The family did not have an indoor toilet and had to go outside to an “outhouse”. They did have a flushing toilet, but a lot of other families used a bucket system. The children used a chamber pot that was kept under the bed, if they needed the toilet during the night. The boys all slept in one bedroom and the girls in another. Her parents had their own bedroom with a cot for the baby.
There was no central heating. Everyday, her mother lit a coal fire to warm the main living area. Coal was rationed and had to be eked out in order to light the copper for the washing once a week and the oven on a Sunday to cook the tiny roast.
Food was rationed and sugar, butter, flour, meat and many other foodstuffs were in short supply. My mother’s family was better off than many because her father was a dairy farmer, so they had plenty of milk. Eggs were in short supply and smelled like the fish meal the chickens were fed.
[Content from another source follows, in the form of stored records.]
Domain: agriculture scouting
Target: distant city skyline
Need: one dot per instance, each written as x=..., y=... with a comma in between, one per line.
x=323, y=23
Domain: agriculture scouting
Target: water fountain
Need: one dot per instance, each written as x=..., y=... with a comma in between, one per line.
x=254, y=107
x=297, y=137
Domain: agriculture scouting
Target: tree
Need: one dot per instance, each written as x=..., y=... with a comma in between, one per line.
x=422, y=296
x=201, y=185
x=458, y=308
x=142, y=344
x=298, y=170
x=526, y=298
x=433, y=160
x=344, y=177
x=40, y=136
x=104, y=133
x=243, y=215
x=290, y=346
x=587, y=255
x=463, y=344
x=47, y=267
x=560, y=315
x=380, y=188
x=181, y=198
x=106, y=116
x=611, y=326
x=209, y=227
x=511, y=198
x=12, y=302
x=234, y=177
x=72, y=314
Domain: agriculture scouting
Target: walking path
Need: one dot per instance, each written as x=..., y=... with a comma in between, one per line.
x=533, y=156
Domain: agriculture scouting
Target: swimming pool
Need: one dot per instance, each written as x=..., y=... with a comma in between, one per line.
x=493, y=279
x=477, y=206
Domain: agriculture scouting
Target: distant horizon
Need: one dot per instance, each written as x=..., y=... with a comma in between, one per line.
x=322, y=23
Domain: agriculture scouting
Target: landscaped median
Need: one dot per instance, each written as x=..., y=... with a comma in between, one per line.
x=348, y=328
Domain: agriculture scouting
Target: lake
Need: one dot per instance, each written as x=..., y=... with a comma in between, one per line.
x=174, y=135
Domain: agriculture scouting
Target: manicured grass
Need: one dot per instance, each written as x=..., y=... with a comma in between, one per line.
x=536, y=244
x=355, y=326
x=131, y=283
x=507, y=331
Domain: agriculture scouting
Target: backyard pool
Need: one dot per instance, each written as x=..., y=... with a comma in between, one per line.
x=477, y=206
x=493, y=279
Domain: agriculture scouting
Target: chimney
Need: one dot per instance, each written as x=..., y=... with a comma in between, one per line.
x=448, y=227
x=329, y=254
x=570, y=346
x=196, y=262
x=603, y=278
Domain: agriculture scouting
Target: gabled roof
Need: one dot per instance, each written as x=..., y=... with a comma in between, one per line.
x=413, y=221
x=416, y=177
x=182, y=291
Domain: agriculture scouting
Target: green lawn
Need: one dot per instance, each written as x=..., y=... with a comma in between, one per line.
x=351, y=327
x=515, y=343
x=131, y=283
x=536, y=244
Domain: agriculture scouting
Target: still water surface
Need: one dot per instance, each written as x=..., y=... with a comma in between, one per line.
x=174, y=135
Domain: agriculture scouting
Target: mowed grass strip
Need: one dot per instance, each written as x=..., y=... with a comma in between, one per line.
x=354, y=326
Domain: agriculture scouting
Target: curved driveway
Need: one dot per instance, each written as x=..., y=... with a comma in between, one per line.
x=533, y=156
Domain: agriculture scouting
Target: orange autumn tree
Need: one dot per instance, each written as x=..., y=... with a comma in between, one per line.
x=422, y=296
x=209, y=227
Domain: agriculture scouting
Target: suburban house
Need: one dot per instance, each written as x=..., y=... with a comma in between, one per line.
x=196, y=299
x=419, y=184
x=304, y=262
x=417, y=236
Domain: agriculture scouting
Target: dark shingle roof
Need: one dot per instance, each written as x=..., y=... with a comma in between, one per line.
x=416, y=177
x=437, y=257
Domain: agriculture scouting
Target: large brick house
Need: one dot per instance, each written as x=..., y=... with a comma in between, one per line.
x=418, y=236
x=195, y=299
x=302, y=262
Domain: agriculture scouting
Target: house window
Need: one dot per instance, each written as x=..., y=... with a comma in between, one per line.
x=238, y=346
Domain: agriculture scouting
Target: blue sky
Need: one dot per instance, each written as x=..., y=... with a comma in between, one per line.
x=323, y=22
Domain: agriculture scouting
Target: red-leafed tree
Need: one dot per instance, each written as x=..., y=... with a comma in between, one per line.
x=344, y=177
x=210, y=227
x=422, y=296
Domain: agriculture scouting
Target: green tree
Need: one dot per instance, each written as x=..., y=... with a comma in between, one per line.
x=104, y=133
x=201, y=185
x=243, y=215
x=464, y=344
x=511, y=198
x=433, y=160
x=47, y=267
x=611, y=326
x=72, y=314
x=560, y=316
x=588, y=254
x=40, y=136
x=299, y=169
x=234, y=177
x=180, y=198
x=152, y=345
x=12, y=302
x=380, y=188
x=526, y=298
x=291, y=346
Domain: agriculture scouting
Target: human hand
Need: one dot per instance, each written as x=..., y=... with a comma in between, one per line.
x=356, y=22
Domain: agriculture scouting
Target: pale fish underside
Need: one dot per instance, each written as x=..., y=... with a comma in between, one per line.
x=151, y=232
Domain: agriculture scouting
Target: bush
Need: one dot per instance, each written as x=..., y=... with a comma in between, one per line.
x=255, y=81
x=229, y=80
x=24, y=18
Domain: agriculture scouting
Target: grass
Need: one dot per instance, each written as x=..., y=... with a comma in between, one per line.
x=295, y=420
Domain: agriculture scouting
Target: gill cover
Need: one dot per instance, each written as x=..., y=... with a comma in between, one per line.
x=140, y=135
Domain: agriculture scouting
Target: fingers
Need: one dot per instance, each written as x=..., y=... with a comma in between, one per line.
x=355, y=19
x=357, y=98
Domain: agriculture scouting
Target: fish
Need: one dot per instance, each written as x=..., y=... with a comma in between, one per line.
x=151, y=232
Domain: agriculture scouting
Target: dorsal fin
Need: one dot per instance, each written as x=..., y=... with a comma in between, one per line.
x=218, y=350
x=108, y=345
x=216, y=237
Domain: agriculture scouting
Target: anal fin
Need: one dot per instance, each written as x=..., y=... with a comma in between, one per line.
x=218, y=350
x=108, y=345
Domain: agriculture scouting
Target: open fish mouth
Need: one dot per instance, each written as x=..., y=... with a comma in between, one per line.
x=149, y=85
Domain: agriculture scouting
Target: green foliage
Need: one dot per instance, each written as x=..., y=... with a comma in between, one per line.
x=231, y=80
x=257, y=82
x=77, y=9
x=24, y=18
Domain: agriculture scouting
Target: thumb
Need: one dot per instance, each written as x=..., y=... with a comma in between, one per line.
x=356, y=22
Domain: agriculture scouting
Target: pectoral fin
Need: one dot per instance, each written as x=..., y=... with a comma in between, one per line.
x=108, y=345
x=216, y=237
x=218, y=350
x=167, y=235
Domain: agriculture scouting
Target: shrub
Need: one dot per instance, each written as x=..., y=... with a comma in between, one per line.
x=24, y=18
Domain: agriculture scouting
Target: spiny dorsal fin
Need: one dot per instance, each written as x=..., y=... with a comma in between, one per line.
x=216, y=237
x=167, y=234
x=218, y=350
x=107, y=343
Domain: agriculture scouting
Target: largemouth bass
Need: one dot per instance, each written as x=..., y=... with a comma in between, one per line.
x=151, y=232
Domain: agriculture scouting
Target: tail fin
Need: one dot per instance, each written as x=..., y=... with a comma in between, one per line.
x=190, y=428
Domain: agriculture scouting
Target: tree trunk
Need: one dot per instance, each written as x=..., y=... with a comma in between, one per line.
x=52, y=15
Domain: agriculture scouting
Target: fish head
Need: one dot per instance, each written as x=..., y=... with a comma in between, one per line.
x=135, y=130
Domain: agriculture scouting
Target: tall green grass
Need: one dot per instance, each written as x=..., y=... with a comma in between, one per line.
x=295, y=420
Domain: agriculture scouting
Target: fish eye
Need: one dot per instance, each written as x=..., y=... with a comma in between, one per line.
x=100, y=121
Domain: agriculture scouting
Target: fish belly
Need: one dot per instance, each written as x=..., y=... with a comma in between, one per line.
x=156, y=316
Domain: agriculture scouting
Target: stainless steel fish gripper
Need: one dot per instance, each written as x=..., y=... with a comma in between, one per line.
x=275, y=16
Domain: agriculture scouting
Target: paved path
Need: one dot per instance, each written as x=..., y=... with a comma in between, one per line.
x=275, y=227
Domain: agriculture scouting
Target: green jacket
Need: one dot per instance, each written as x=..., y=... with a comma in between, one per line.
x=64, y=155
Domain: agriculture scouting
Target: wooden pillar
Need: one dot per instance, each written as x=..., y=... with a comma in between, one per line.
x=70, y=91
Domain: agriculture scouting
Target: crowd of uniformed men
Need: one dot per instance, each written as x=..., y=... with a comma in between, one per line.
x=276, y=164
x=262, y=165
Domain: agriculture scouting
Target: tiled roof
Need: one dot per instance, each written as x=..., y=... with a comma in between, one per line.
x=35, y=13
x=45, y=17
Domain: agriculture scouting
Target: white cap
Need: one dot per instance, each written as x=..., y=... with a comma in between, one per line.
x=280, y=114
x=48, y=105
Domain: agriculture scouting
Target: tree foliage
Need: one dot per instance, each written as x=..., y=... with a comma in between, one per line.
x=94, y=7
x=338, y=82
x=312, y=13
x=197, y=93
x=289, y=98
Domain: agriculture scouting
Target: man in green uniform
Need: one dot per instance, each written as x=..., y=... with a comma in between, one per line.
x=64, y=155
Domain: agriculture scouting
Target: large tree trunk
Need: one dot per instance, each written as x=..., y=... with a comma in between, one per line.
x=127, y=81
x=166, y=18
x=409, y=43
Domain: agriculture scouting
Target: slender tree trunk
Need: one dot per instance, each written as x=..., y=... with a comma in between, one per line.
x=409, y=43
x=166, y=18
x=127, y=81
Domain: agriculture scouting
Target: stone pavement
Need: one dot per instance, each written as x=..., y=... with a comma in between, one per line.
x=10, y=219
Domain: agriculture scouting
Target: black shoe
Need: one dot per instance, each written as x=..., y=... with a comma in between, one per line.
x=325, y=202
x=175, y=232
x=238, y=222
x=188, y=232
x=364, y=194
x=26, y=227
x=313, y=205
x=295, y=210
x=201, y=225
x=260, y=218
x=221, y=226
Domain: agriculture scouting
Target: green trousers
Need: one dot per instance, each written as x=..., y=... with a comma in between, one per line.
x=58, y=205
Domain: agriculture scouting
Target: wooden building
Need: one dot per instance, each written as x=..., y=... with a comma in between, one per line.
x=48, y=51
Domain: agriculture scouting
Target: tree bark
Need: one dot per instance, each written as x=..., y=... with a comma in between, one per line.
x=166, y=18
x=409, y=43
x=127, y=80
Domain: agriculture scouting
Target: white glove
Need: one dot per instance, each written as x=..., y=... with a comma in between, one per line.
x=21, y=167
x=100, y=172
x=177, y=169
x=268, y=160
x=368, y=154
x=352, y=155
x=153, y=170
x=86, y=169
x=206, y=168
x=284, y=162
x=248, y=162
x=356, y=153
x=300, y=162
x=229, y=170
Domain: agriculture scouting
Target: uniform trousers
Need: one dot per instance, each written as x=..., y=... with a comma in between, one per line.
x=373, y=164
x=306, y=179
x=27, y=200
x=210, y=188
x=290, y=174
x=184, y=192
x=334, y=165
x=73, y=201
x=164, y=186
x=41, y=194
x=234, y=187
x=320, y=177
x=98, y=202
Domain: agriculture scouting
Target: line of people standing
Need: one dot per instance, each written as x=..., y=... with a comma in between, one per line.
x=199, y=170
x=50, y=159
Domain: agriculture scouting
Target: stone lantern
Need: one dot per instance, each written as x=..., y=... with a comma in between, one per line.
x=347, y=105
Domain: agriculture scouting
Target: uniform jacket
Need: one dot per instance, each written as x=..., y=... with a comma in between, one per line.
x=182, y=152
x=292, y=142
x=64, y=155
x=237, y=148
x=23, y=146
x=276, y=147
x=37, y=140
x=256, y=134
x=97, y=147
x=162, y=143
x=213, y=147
My mother’s father shot rabbits and other game that strayed onto the farm, to supplement their food supply.
The children often had bread, milk and a sprinkling of sugar for their evening meal and they were often hungry.
Every member of the family had their own ration book which contained coupons. When their mother went shopping for food or other rationed items, including clothes, the shopkeepers would cut out or sign the coupons. Many people grew vegetables in their gardens as part of Britain’s “Dig for Victory” campaign. Carrots and potatoes were used as a replacement from any other rationed products including sugar and flour. The British government distributed pamphlets containing recipes for “war-time” recipes to help people prepare healthy meals using the available ingredients.
There were no supermarkets and various shopkeepers supplied specialised products, such as the town baker, butcher and fishmonger.